Overall architecture of our approach

Here we describe each component of our pipeline for estimating depth from focal stack.

Multiplane Image (MPI)

We represent the scene with Multiplane Image, which is a set of fronto-parallel planes at different predefined depths of the scene. Each plane contains RGB value and alpha or transparency value at a specific pixel location and depth layer. RGB images could be rendered with alpha compositing, and disparity map can be generated by taking expected value of the disparity map.

Architecture and rendering process of a Multiplane Image

We choose the MPI representation due to it is fast rendering speed, known depth value of each layer and ability to work with patch-based losses such as GAN loss, Perceptual or SSIM losses.

Apply Defocus effect to MPI

To simulate defocus effect with MPI representation and reconstruct each image of a focal stack, we blur different parts of the scene with different amount of blur based on the difference between focal distance and depth at each layer of MPI. Specifically, we apply disk kernel with different diameter to each layer of the MPI.

Based on the Thin Lens Model, given camera parameter aperture and focal length, and focal distance which vary among images from the focal stack, diameter of defocus is at a particular scene depth:

aperture * |focal distance – depth| * focal length / (focal distance-focal length) / depth

The relationship between scene depth and blur radius is illustrated in the diagram below.

Relation between blur radius and scene depth

After convolving disk kernel of appropriate radius with each MPI layer, we perform alpha compositing of the layers to get the reconstruction. The reconstruction process is illustrated below:

Reconstruction of focal stack

Optimization of MPIs

We compare the reconstructed image from the focal stack and the ground truth and optimize for the RGB and alpha values stored in each layer of the MPI through gradient descent by applying gradient of the loss with respect to the RGB and alpha values.

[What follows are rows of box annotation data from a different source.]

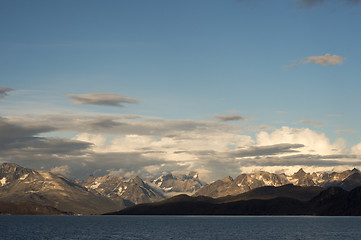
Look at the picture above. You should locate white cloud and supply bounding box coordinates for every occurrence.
[0,87,14,99]
[257,127,345,155]
[214,114,249,122]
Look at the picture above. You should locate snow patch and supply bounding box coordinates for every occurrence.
[19,173,29,181]
[0,177,7,186]
[89,181,101,189]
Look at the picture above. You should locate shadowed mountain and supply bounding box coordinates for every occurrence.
[215,184,323,203]
[82,175,164,206]
[110,186,361,215]
[0,201,72,215]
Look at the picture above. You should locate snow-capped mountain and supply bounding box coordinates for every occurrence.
[0,163,125,214]
[194,168,361,198]
[151,172,205,194]
[82,175,164,205]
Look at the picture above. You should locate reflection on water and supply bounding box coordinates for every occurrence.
[0,216,361,240]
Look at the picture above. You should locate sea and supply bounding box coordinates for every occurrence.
[0,215,361,240]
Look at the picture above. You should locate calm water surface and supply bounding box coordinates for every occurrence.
[0,216,361,240]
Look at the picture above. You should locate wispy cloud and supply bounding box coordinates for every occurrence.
[67,92,138,107]
[335,129,356,133]
[283,53,347,70]
[0,87,14,99]
[298,0,361,8]
[214,114,249,122]
[305,53,347,66]
[300,119,323,126]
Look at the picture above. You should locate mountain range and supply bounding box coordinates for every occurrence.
[108,185,361,216]
[0,163,361,214]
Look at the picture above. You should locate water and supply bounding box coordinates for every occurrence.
[0,216,361,240]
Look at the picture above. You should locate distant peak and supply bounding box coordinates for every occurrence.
[1,163,21,168]
[295,168,306,175]
[222,176,233,182]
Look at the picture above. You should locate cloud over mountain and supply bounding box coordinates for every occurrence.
[67,92,138,107]
[298,0,361,7]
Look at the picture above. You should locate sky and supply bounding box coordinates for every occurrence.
[0,0,361,181]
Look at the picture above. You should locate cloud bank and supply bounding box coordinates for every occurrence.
[0,114,361,181]
[67,92,138,107]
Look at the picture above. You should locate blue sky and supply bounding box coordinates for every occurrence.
[0,0,361,179]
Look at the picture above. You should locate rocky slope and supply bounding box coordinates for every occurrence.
[194,168,361,198]
[82,175,164,206]
[151,172,205,194]
[0,163,125,214]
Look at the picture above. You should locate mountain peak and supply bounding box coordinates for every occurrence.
[222,176,233,182]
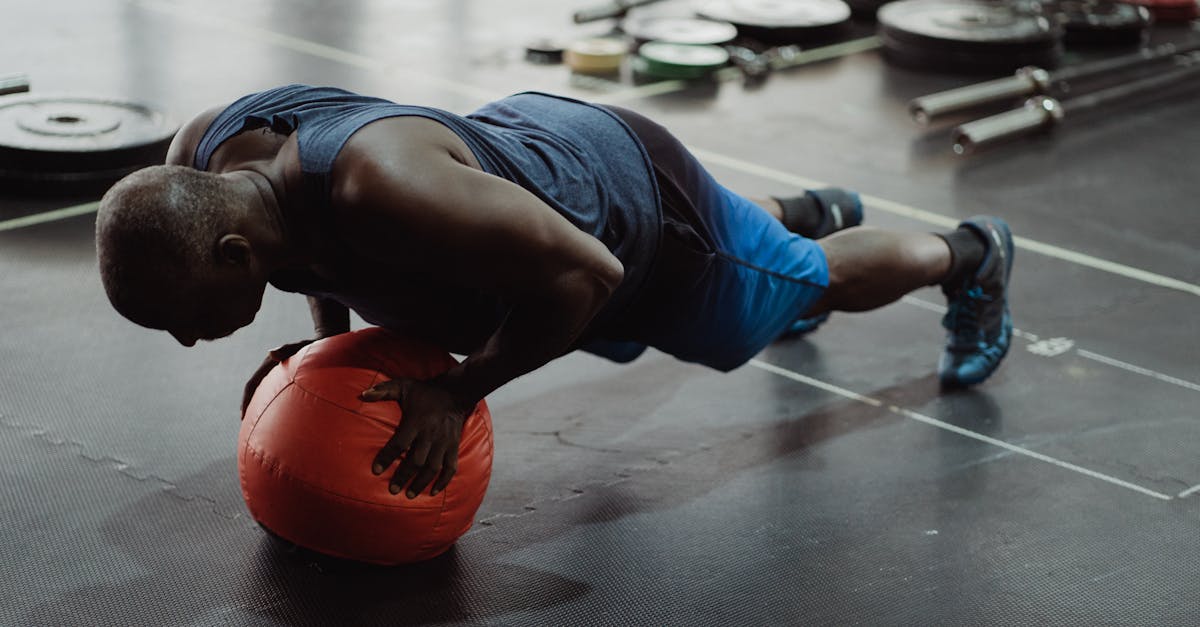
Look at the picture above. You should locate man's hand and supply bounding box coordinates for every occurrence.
[241,340,317,416]
[359,378,475,498]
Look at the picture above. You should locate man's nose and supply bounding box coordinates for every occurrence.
[168,332,196,347]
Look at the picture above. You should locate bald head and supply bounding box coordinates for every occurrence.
[96,166,247,328]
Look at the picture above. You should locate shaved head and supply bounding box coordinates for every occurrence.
[96,160,246,328]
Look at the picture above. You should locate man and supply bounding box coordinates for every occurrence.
[96,85,1013,497]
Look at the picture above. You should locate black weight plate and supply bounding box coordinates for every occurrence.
[842,0,888,19]
[880,32,1063,74]
[877,0,1062,53]
[697,0,851,46]
[0,95,179,180]
[1046,0,1152,44]
[624,17,738,46]
[526,40,565,65]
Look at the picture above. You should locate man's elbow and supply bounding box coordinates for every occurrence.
[595,255,625,295]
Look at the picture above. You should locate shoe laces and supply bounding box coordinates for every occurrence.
[946,285,992,346]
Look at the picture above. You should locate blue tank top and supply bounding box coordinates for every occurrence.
[193,85,662,328]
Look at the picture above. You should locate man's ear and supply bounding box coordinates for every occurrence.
[217,234,252,267]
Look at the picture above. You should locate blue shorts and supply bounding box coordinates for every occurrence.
[581,107,829,371]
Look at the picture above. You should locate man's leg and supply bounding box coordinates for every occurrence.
[804,217,1013,386]
[751,187,863,239]
[751,187,863,338]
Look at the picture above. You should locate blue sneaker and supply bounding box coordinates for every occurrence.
[937,216,1014,387]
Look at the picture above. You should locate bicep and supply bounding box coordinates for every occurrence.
[164,106,224,167]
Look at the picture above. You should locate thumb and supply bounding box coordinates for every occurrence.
[359,381,403,401]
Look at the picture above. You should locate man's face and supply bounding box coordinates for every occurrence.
[162,267,264,346]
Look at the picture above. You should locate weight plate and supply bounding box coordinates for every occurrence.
[880,32,1063,74]
[1127,0,1200,22]
[526,40,565,65]
[0,95,179,181]
[563,37,628,74]
[842,0,888,19]
[635,41,730,79]
[1046,0,1152,43]
[625,17,738,44]
[697,0,851,46]
[877,0,1062,52]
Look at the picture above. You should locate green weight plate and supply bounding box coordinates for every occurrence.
[635,42,730,79]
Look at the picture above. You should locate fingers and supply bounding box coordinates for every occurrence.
[388,449,458,498]
[388,442,432,498]
[422,447,458,496]
[371,423,416,475]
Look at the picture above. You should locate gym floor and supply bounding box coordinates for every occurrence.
[0,0,1200,626]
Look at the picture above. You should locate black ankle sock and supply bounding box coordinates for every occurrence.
[935,227,988,288]
[772,195,824,238]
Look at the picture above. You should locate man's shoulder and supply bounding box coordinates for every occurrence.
[166,105,227,167]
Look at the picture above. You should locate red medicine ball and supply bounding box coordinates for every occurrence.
[238,328,492,565]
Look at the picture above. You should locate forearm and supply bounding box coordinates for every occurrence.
[438,264,620,407]
[308,297,350,338]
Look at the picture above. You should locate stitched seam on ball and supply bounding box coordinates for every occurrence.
[246,380,295,449]
[243,448,438,510]
[246,383,445,509]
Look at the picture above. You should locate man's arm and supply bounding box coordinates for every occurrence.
[334,123,624,496]
[164,106,224,167]
[308,297,350,340]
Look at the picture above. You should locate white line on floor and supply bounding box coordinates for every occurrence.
[0,202,100,232]
[900,295,1200,392]
[1075,348,1200,392]
[750,359,1171,501]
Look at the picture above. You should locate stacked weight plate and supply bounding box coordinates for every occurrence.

The loss functions we use include the following:

  • RGB L1 reconstruction loss: enforces reconstructed image to have the same RGB value as the ground truth, L1 is used to increase sharpness
  • L1 sparsity loss on alpha values over all depth layers: enforces object to appear on a few of the MPIs, or each pixel should have high alpha values on a few of the layers.
  • SSIM loss: compares perceptual similarity of the reconstruction compared to ground truth

We also apply the SSIM and RGB L1 reconstruction loss between reconstruction by alpha compositing MPIs without applying any blur kernel and an all-in-focus image of the scene. This extra term enforces the MPIs to learn the scene content without influence of the blur kernels, increasing sharpness of the scene.


Here we showcase our preliminary results on a single scene. We generated the synthetic focal stack of 30 images with focal distance increase linearly from 2-5m using Blender. We implemented our pipeline using PyTorch. We use 32 MPI layers, linear in disparity.

Depth estimation

Below is the ground truth depth (left) and predicted depth (right).

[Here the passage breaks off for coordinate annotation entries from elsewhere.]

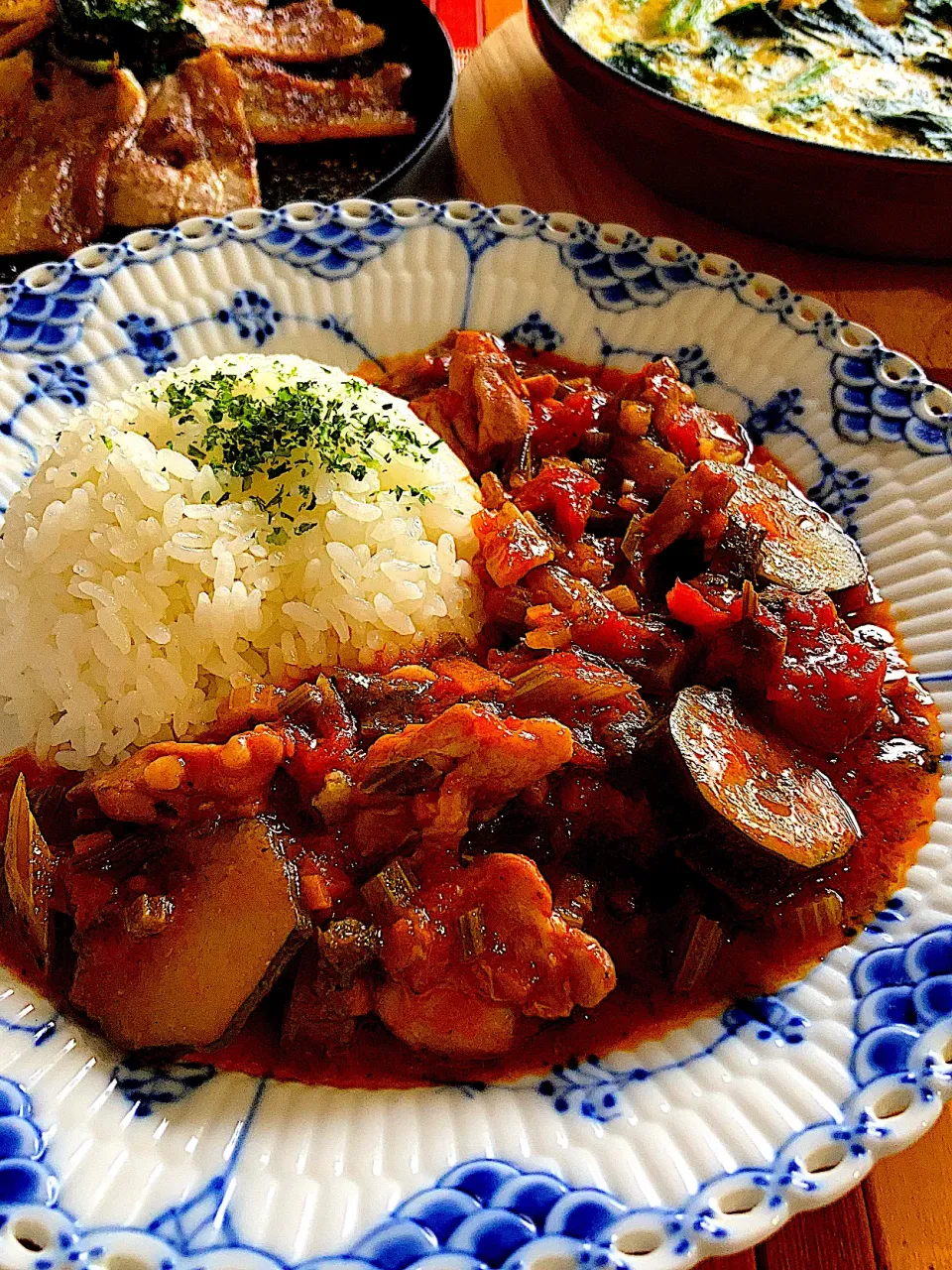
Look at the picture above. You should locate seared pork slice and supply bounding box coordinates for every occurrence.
[0,51,146,255]
[107,50,260,226]
[185,0,384,63]
[235,58,416,145]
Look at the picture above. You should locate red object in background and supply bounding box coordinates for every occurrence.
[426,0,486,50]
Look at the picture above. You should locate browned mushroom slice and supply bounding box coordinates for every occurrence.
[107,50,260,226]
[4,775,56,966]
[235,58,416,145]
[0,52,146,255]
[654,687,860,889]
[643,461,867,591]
[185,0,384,63]
[69,820,309,1051]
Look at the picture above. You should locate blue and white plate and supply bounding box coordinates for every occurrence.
[0,200,952,1270]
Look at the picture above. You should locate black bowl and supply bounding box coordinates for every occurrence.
[528,0,952,260]
[0,0,456,283]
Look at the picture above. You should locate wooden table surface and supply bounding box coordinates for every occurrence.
[453,12,952,1270]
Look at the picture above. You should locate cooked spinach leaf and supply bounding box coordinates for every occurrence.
[712,0,785,40]
[784,63,833,94]
[863,101,952,155]
[770,92,829,123]
[780,0,903,63]
[51,0,204,77]
[608,40,674,96]
[657,0,706,36]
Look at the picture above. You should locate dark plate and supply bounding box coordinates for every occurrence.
[0,0,456,283]
[528,0,952,260]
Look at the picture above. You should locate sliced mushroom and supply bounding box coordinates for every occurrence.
[4,774,56,969]
[649,687,860,898]
[641,461,867,591]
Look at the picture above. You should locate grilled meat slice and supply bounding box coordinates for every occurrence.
[235,58,416,145]
[0,51,146,255]
[185,0,384,63]
[107,49,260,225]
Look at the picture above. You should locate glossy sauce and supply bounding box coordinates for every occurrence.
[195,603,940,1088]
[0,355,940,1088]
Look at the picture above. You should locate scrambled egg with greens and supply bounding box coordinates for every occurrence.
[565,0,952,160]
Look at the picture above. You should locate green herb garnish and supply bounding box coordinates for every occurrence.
[154,371,440,545]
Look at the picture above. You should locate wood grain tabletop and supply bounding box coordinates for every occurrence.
[451,0,952,1270]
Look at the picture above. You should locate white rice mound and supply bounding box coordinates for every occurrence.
[0,355,481,770]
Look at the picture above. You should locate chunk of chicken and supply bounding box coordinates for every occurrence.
[377,853,616,1057]
[412,330,532,472]
[76,725,285,828]
[362,702,572,849]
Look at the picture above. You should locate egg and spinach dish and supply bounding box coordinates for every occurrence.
[565,0,952,159]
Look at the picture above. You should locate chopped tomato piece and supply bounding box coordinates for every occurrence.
[472,503,553,586]
[516,459,599,543]
[666,577,743,631]
[530,389,608,458]
[767,591,886,753]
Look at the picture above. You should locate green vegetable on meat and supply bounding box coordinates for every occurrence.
[50,0,205,77]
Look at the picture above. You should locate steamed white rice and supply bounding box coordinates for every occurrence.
[0,355,480,770]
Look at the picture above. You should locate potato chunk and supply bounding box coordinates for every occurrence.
[69,820,309,1051]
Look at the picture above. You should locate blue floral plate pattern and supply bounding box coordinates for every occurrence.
[0,199,952,1270]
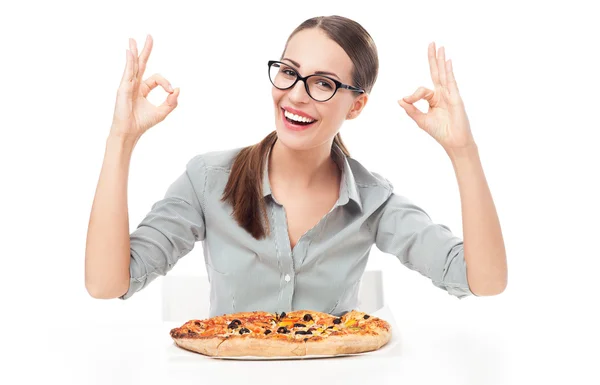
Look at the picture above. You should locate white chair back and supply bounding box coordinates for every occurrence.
[162,270,385,322]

It can be observed that our approach is able to obtain good depth with relative difference corresponding to the ground truth depth map. However, there is a mismatch between the ground truth and predicted depth. Many details are also not reconstructed or blurry.

Reconstructed focal stack

Below is our reconstructed focal stack with various focal distances. We can see that the rendered focal stack captures the defocus effect accurately, with some details not rendered correctly, and edges of the object being blurry.

Learnt MPI layers

Below is our learned RGBA MPI layers at various depths of the scene. While majority of the layers have learnt the correct content, many details of the scene are in the wrong planes, resulting in insufficient / inaccurate reconstruction of the details seen in the predicted depth and reconstructed focal stack.